Ceremonies are a huge part of life in Ghana. In the US, we have a great deal of flowery language and picture-taking for events like graduation and weddings or the dedication of a new public arena, but here in Ghana, every event deserves appearances from key public figures who share their wisdom. Our first Friday in town, Abenaa (my manager here) took the four of us (Liz, Dorella, Steffi and me) to meet the Honorable Samuel K. Sarpong, the mayor of Kumasi. In many circles, he’s also referred to as the CEO of Kumasi, an interesting concept as it draws attention to the need to run a municipality with the efficiency expected of a profit-seeking corporation.

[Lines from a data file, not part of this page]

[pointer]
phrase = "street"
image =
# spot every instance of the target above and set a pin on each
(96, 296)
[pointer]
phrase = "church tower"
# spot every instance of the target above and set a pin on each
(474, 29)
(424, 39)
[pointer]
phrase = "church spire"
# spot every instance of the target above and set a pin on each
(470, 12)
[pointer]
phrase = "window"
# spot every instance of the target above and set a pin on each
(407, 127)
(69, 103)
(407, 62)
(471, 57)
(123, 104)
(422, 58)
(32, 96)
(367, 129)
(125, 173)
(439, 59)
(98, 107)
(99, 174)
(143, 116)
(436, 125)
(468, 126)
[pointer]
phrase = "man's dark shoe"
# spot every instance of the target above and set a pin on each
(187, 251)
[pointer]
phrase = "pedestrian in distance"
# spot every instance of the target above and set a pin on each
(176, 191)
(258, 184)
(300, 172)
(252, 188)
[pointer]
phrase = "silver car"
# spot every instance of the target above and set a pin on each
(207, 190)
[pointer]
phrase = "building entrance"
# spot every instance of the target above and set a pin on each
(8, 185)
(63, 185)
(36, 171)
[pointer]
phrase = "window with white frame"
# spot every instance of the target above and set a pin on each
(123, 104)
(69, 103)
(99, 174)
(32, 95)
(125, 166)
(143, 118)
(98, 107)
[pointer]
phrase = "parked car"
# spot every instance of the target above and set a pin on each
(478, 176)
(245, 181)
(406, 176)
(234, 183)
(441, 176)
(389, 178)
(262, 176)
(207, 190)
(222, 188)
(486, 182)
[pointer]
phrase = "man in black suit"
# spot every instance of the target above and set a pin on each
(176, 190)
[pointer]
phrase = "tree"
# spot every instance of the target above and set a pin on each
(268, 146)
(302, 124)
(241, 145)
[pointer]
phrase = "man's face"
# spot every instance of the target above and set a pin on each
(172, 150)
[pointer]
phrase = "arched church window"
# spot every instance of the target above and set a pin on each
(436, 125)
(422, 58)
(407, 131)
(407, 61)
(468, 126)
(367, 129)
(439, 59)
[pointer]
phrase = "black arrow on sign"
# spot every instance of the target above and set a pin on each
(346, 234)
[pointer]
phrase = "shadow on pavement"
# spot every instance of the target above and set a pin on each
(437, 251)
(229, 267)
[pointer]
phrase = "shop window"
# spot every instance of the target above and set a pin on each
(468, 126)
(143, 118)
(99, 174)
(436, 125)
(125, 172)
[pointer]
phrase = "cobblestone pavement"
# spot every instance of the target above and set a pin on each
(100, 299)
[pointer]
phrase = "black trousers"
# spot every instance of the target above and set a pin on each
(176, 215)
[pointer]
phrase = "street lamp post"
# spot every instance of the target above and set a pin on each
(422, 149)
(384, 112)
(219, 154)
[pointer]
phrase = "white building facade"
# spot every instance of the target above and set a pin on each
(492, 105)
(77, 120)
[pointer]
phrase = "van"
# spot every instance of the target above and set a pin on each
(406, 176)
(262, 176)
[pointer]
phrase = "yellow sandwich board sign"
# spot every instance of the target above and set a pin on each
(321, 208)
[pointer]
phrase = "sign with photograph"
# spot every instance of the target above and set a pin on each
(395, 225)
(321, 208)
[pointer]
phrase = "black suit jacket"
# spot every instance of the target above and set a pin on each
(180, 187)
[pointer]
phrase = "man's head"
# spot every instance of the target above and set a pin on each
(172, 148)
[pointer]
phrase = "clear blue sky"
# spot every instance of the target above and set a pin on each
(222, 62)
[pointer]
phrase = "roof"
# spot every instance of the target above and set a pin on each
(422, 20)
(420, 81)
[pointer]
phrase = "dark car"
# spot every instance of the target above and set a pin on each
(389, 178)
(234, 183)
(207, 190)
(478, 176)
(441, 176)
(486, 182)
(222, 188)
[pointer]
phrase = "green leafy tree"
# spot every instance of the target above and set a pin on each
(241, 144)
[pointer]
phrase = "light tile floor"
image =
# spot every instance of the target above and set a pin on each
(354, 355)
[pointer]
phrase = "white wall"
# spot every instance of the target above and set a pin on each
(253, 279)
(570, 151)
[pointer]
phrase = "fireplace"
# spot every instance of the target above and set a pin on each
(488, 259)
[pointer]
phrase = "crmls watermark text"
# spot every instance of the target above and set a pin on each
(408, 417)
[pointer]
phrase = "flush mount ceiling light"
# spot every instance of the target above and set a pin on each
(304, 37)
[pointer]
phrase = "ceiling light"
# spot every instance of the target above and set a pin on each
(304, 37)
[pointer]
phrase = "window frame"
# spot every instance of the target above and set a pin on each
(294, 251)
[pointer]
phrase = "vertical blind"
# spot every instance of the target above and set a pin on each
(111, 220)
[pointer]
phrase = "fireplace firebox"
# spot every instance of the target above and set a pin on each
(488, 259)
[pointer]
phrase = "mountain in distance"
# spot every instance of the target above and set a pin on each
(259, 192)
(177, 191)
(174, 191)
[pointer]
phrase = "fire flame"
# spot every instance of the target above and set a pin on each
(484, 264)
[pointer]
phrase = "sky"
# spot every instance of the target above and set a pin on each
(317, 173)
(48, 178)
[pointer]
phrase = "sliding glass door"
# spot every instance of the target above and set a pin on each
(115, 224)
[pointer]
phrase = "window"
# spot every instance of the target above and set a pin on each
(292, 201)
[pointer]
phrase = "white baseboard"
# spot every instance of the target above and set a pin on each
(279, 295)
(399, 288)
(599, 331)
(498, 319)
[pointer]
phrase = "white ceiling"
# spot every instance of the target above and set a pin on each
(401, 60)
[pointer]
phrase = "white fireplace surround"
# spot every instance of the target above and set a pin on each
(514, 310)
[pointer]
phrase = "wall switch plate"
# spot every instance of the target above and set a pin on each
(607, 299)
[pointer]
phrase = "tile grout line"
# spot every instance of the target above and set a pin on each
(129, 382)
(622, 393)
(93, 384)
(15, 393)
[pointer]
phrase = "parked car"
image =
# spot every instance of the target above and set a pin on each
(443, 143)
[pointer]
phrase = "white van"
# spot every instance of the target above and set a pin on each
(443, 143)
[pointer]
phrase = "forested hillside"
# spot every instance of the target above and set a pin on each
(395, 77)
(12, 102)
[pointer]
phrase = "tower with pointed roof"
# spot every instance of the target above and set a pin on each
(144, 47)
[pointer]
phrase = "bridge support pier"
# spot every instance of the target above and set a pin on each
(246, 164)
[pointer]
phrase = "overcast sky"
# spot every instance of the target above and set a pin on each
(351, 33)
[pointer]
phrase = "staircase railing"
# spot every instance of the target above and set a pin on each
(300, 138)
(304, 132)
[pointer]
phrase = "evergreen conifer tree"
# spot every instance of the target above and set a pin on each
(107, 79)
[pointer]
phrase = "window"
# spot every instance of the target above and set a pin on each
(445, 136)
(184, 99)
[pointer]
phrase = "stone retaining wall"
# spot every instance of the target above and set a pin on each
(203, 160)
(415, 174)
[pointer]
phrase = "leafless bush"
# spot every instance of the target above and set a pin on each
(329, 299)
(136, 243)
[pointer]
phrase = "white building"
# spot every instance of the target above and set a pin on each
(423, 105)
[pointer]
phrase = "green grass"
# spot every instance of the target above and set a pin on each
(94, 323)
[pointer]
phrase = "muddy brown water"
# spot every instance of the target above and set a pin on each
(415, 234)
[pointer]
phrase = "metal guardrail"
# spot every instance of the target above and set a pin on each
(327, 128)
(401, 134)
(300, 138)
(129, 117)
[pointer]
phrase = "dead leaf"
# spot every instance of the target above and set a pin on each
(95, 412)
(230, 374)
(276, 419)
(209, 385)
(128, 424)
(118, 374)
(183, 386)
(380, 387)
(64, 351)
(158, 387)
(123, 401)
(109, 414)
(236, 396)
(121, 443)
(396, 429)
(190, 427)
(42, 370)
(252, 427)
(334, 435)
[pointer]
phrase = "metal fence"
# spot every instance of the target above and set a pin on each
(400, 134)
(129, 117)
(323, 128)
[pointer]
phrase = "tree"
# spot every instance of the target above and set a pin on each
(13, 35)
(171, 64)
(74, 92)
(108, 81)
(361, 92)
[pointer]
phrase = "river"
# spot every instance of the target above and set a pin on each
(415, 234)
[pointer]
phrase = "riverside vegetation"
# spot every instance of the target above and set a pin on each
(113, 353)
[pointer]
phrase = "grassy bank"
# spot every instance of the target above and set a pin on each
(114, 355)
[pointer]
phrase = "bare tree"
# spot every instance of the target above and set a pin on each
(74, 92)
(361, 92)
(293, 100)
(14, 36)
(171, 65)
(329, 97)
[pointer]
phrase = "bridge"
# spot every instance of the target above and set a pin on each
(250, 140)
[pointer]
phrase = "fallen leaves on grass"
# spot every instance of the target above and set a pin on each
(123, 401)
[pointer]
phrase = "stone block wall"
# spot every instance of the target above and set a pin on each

The mayor has already made another appearance in my Ghanaian life: at the closing ceremony for the “Basic ICT Skills Workshop”. Having a closing ceremony means that we also had to have an opening ceremony. When that came up at the meeting to plan these workshops, I was surprised that someone would ask. But I was happy that it turned out to be simply a member of the Ghana Education Service giving a welcome message to the teachers at each session of the workshop.
The closing ceremony, though—that was a real ceremony complete with VIPs and TV cameras. Religion plays such an important role in life in Ghana that the ceremony began and ended with a prayer. One of the teachers, Eben, had the honor of introducing the various speakers, beginning with the Chairman, Boakye, Assistant Director of Ghana Education Service (GES). Abenaa, the project manager, then took the mike—literally, since TV3 was at the ceremony to record the events. (I’m still not sure when or if it was broadcast. I can’t figure out how I would even look up the television schedule.) During her remarks, Abenaa put the mayor on the spot about ensuring that Kumasi Metropolitan Authority (KMA) coughs up the cash to finish buying a total of 15 PCs per school, 5 a year for the next three years.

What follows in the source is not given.